男としてこれ以上にないほどこんな美女に迫られて嬉しくないわけがない。ただ、こんな俺でいいのかとも思うし、恋愛の意味での好きとはよく分かっていない。

ロベリアの時のように相棒がいないから下半身を支配する本能に振り回されることもない、恩人に変な感情を向けてはいけないと、親愛の情的なものに近い気もする。

とにかく愛でも、何が違うのかがわからない。


そしてレヴィ自身もロベリアと俺との間で揺れている。

ロベリアの想いを断ち切れなんて言えない。上手くいけるなら応援したいとさえ思うし、果たしてこれがレヴィの求める愛なのだろうか。

答えが出るまで生半可な気持ちで返事をしていいわけがない。



「わかりました。…それもそうですよね。なんか、イル様はロベリア様と言う事が違うからちょっと調子狂うと言いますか……あっ!いい意味でですよ!?」

「不快じゃないなら良かった」

「全然そんなこと!とにかく今はイル様が無事であった事の方が大切なんでしばらくこのままでもいいですか」



熱い、鼓動が伝わる。

抱き締めてくる手の平は離すまいと俺をがっちりホールドして、静かに涙を流すレヴィ。

心配をかけたんだと自覚して、俺も素直に受け入れてレヴィの背中を優しく撫でる。

柔らかくて小さな背中がこんなにも華奢でびっくりする。いつも俺の事を守ってくれようと頑張ってくれたレヴィに甘えてたと思う。


俺は強くならなきゃいけない、どんな結末になろうとも大切な者の為に最善を尽くさなきゃいけない。

弱ければ守れるものも守れない。

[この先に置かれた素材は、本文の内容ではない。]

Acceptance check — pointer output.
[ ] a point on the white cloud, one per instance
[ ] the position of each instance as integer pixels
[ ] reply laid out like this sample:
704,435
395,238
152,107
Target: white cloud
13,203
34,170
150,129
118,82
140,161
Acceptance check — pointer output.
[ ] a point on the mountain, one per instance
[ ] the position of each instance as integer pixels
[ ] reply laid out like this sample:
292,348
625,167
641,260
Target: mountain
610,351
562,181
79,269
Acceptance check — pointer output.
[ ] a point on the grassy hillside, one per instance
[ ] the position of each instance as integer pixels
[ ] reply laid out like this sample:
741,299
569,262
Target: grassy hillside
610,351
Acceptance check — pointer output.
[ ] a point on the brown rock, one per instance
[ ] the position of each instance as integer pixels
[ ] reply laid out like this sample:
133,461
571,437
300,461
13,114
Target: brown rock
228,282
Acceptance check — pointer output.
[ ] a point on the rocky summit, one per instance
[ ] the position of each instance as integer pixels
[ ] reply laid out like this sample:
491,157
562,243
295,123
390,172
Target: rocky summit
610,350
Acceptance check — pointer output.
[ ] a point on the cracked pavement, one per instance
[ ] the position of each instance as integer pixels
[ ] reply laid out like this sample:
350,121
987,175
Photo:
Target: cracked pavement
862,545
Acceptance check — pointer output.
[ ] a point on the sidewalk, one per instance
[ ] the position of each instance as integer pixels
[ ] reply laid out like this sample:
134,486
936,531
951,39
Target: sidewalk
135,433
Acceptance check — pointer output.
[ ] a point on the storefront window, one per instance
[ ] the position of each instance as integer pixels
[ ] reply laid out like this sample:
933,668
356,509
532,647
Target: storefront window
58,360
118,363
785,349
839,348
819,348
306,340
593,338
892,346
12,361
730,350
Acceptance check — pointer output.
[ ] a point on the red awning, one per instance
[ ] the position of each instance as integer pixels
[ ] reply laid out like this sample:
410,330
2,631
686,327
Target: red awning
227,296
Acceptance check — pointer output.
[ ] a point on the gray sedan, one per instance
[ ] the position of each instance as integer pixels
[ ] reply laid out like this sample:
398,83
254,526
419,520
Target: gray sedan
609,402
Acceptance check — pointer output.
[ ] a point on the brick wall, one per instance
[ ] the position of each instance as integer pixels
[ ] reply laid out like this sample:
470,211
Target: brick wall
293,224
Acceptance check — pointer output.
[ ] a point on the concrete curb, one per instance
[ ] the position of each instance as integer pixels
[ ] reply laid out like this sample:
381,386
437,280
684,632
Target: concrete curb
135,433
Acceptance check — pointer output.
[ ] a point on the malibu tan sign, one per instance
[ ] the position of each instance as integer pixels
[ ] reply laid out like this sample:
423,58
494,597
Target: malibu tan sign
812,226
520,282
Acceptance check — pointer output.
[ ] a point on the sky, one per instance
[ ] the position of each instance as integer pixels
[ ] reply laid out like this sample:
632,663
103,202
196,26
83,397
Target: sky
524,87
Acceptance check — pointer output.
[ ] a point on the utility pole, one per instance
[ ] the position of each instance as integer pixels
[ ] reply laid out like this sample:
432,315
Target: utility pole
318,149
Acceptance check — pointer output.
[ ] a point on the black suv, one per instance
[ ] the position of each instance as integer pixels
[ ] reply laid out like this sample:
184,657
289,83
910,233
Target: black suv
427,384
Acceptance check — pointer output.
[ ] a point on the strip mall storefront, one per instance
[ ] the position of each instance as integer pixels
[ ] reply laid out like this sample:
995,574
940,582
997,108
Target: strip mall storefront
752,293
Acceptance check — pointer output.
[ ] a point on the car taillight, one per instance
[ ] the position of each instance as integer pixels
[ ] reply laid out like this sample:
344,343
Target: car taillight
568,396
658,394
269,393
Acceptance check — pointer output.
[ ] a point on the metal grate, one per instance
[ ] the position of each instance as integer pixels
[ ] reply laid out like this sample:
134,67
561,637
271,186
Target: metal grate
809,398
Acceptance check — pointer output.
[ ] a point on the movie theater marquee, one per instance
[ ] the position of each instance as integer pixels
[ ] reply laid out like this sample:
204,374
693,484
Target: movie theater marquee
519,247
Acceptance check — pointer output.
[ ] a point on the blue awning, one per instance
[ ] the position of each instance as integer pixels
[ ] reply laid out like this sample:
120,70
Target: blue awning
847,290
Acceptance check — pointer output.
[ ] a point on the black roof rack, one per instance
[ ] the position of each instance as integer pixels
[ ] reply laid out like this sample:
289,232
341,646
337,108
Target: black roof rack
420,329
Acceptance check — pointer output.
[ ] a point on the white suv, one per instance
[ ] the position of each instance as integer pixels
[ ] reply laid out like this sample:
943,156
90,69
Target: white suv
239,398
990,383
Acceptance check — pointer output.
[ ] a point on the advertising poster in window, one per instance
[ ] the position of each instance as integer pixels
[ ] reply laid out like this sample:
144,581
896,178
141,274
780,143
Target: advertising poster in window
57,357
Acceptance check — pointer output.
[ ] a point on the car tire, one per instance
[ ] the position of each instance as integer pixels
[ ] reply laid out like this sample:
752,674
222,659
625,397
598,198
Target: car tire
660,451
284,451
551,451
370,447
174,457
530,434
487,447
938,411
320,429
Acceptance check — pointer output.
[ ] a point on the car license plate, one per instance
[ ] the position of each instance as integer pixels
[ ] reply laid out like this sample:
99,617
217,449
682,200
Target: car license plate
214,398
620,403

男でも女でも情けない自分にはなりたくない。


俺は七瀬 静馬でもあり小鳥遊 イルなんだ。

前世に誇れない生き方も本来生きるはずだった小鳥遊 イル(彼女)に対しても恥じないそんな在り方を見つける。

人間だとか悪魔だとか関係ない。

どう在るかが大切で、善にも悪にもなるのは己の志次第だ。

それなのに人間のせい、悪魔のせいだと他の言い訳をしながら生きたくない。振り回されてはいけない。


俺は俺だ。

俺は俺の人生を生き抜く。

前世ではできなかった体験を沢山して経験を積みたい、色々な感情を抱いて知り、また一つ一つ前へ進む。

その時に隣にいて欲しいのは間違いなくレヴィで、俺はこの縁を大切にしたい。

どんな形だろうと大切には変わりないから、無遠慮な気持ちで傷付けたくはない。

自分とも向き合い、またレヴィとも向き合っていきたい。



「イル様。おかえりなさい」

「ただいま」



明日があるのは幸せな事で、今日を大事に生きていこう。

一人じゃない幸福を噛み締めながら、精一杯カッコつけて背伸びをする。